Hi,

On 10/03/16 09:52, Peter Uhnák wrote:

    I'm looking at the dependencies of pharo-launcher on ubuntu, and I
    don't see any dependency on libcairo2:i386.


It's a Cairo dependency, not necessarily Pharo's dependency — i.e. you can use Pharo for a long time and never need cairo.

    For a smother Gnu/Linux experience, the message could be a little
    bit more descriptive, something advicing to check for LibCairo 32
    bit in the system and installing it, if it is not present.


Well the error does say 'Cannot locate cairo library. Please check if it installed on your system', and from the paths it's checking its pretty clear what it needs.

So if you are a linux user it's more than enough to see what's going on/what's needed. And if you are not a linux user, then anything short of exact instructions how to install it would be imho equally useless.


Sorry I don't explain myself properly. I was meaning a window with this message instead of a error trace, which could be intimidating.

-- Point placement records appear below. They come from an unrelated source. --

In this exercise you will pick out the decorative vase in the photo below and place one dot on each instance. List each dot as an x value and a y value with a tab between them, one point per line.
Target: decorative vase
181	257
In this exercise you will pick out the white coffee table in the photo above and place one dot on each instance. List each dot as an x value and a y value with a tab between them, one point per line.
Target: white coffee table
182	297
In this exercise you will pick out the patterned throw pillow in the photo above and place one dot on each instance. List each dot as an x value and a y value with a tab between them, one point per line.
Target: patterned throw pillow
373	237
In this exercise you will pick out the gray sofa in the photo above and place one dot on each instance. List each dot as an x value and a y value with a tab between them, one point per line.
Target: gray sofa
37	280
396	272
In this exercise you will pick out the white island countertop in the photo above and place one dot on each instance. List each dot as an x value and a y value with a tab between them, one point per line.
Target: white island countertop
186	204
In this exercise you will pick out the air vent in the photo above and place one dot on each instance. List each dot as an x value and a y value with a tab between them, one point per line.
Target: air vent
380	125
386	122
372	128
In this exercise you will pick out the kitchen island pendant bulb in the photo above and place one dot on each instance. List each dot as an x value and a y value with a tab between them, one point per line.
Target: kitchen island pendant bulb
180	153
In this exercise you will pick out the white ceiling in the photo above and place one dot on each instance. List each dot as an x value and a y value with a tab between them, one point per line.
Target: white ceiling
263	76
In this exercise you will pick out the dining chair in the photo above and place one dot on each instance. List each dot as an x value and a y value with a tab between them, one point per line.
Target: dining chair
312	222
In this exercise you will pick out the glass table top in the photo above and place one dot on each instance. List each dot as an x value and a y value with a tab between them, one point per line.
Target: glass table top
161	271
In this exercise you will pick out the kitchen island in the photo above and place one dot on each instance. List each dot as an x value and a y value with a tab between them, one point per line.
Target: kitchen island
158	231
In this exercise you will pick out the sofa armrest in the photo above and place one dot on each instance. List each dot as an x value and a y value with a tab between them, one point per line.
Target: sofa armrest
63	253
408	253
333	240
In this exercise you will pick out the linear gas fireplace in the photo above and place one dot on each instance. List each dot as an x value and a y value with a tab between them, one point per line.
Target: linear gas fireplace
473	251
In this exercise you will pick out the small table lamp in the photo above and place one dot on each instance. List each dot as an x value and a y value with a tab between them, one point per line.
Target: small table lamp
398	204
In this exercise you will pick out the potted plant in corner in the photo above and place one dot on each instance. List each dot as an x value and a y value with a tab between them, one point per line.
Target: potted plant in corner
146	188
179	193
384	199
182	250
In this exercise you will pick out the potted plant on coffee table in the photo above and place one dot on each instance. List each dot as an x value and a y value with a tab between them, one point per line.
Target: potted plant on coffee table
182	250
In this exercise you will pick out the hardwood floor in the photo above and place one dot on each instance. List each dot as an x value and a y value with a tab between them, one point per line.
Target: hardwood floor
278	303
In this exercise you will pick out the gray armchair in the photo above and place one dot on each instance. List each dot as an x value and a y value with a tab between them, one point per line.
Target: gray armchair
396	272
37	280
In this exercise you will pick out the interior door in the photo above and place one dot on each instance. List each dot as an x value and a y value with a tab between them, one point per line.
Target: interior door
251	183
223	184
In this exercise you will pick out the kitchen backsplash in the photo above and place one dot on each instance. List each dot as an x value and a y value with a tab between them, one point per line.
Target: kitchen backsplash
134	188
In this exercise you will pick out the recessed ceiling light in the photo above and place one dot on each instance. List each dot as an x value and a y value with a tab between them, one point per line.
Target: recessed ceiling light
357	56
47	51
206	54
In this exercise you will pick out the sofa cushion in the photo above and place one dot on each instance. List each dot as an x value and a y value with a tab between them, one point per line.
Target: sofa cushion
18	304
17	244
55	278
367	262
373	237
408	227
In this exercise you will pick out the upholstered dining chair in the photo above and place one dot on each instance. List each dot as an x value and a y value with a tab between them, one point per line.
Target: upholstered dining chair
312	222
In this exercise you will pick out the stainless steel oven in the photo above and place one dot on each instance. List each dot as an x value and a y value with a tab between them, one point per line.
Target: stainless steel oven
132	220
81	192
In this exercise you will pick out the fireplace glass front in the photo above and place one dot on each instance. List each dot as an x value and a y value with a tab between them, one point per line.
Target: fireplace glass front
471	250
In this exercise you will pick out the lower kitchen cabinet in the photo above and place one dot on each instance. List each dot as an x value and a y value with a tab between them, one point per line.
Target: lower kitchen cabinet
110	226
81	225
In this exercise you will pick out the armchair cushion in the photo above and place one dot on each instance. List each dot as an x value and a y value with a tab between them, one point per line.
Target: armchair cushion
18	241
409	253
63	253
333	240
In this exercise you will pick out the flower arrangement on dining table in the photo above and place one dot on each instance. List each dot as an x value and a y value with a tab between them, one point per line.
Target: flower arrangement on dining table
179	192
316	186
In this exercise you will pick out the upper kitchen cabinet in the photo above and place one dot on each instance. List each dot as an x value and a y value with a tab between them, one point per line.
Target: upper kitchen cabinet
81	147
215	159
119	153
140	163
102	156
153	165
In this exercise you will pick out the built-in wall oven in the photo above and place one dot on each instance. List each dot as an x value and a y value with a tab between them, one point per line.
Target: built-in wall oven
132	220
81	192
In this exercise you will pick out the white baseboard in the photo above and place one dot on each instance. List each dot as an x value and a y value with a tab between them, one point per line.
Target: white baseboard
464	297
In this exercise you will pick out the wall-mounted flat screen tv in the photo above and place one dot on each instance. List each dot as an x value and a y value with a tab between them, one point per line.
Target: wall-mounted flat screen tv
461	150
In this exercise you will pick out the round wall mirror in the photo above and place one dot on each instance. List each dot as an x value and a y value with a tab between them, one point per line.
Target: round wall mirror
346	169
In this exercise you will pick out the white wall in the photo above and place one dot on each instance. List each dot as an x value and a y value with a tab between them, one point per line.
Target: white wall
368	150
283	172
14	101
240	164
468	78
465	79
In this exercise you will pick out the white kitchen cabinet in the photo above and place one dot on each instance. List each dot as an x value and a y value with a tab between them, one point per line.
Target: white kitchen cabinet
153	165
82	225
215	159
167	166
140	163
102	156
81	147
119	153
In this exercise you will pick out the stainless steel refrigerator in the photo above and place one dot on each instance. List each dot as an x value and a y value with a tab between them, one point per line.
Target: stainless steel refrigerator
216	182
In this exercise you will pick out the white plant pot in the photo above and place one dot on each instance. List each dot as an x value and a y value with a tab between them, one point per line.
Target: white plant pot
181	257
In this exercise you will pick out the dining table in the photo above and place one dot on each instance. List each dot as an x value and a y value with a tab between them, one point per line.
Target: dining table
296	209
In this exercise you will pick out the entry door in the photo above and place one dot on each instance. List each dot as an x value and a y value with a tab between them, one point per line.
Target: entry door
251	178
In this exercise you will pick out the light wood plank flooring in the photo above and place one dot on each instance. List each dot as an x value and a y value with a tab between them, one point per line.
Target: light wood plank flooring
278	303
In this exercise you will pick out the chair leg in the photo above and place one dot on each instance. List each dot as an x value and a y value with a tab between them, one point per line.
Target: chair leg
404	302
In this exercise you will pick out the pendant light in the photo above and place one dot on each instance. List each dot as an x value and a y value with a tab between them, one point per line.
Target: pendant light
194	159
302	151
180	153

Something with the same message and buttons like "Ok", "Launch debugger". In the workshops there are some Gnu/Linux newbies and the hidding the error trace for a while seems to be helpful to them.

     I have been thinking in some kind of interface with the Nix
    package manager[2]


Because what's better than telling users how to install a package in a particular distro? Tell them how to install a whole new package manager in their particular distro and then tell them how to install a package.


No, but because we could build a wrapper for particular packages that installs Nix, and then others (32 bits variants of libcairo or sqlite, pandoc, etc) without caring about a particular Unix variant (being them Mac or hundreds Gnu/Linux distros based on dozen of "bases"), making the experience smother for the newbie, providing he/she has root privileges. People will not see nix anywhere, not even for installing (by the way it is just one command no matter of the distro -curl) and then any other external package would be available. So no need to be sarcastic here Peter.

We can also go all the way and just bundle all the libraries and have option to download "self-contained linux vm" (this is what I've actually done for one of my projects, because the users didn't have root privilege to install new packages on the computers).


That would be a nice option at least for Moose/Roassal related experiences.